« C’est Nicolas, partenaire d’Enedis » : les call bots, arnaqueurs IA au téléphone
La campagne de démarchage téléphonique illégale lancée au nom d’un soi-disant « partenaire d’Enedis » a entraîné des centaines de plaintes, et Enedis a dû réagir fin janvier pour démentir son implication. Les appels proviennent d’un agent IA programmé pour passer massivement des appels de démarchage, combinant plusieurs algorithmes d’intelligences artificielles, dont un chargé de convertir en texte les réponses de la personne contactée.

«Allô, allô ? Oui, bonjour, c’est Nicolas, nous sommes partenaires d’Enedis… » Avec une voix humaine et parfois hésitante, il attend une réponse pour interagir et développe son argumentaire en fonction de la réaction de son interlocuteur, avec un naturel impressionnant. Cependant, Nicolas n’est qu’une machine, ou plutôt une combinaison d’algorithmes d’intelligence artificielle intégrés dans un agent IA dont l’objectif est d’escroquer son interlocuteur. Cela représente un nouveau stade dans le démarchage téléphonique abusif.
En raison de l’ampleur de la campagne de démarchage téléphonique illégale, qui utilise le nom d’un prétendu « partenaire d’Enedis », la société a été contrainte de réagir, à la fin janvier, en démentant officiellement son implication. Ce cas a donné lieu à des centaines de plaintes, sans compter les nombreuses personnes qui ont simplement raccroché. Dans tous les cas, le scénario reste le même, comme l’a constaté 20 Minutes à plusieurs reprises. Les appels proviennent de numéros commençant par 0424, 0568 ou 0162, des préfixes qui sont exclusivement attribués aux démarcheurs téléphoniques.
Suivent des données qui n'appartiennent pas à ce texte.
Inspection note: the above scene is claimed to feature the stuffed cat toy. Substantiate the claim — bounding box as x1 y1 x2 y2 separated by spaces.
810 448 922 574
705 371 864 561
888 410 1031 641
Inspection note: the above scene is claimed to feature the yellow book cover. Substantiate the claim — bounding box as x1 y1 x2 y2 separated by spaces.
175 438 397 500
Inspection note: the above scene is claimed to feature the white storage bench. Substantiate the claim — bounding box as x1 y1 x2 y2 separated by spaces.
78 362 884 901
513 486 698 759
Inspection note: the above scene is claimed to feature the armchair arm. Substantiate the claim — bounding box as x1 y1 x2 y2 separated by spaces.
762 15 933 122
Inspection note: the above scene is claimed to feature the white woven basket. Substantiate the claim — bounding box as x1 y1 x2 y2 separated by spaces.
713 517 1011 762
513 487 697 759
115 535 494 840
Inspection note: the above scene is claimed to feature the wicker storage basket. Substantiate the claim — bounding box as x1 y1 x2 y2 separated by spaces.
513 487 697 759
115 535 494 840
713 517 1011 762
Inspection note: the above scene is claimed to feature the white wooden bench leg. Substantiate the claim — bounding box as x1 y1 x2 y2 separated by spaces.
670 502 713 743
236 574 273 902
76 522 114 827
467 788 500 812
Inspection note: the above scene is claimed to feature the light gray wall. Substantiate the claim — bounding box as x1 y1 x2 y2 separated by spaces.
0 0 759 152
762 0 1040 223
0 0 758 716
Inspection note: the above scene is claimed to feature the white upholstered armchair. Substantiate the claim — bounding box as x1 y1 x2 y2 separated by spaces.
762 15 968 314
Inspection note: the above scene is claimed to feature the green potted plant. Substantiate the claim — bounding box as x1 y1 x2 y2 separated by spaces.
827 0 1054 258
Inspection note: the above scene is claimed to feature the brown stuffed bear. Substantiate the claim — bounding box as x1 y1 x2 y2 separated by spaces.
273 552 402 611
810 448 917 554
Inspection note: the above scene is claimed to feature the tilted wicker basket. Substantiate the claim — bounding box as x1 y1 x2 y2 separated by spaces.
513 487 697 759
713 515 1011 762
Un agent IA qui combine plusieurs intelligences artificielles
Au bout du fil, un interlocuteur, masculin ou féminin, se présente par son prénom et comme « partenaire d’Enedis ». Il affirme ne pas être dans une démarche commerciale, mais uniquement missionné pour vérifier une éventuelle éligibilité à des aides énergétiques. Si l’on joue le jeu en répondant positivement, il propose d’être rappelé par un conseiller avant de raccrocher.
L’appel n’émane pas d’un centre d’appels à l’étranger, mais d’un « call bot », ou robot d’appel. Cet agent IA est programmé pour effectuer des appels de démarchage à grande échelle. Il utilise un algorithme qui convertit en texte les réponses de la personne contactée. Un autre algorithme, souvent un LLM tel que Chat GPT ou Claude, analyse le texte et détermine la réponse appropriée. Un troisième algorithme s’occupe enfin de convertir cette réponse en une voix humaine et naturelle. L’agent IA suit un script qui détermine l’objectif de l’appel : vendre un produit, collecter des informations ou générer un rappel par un humain.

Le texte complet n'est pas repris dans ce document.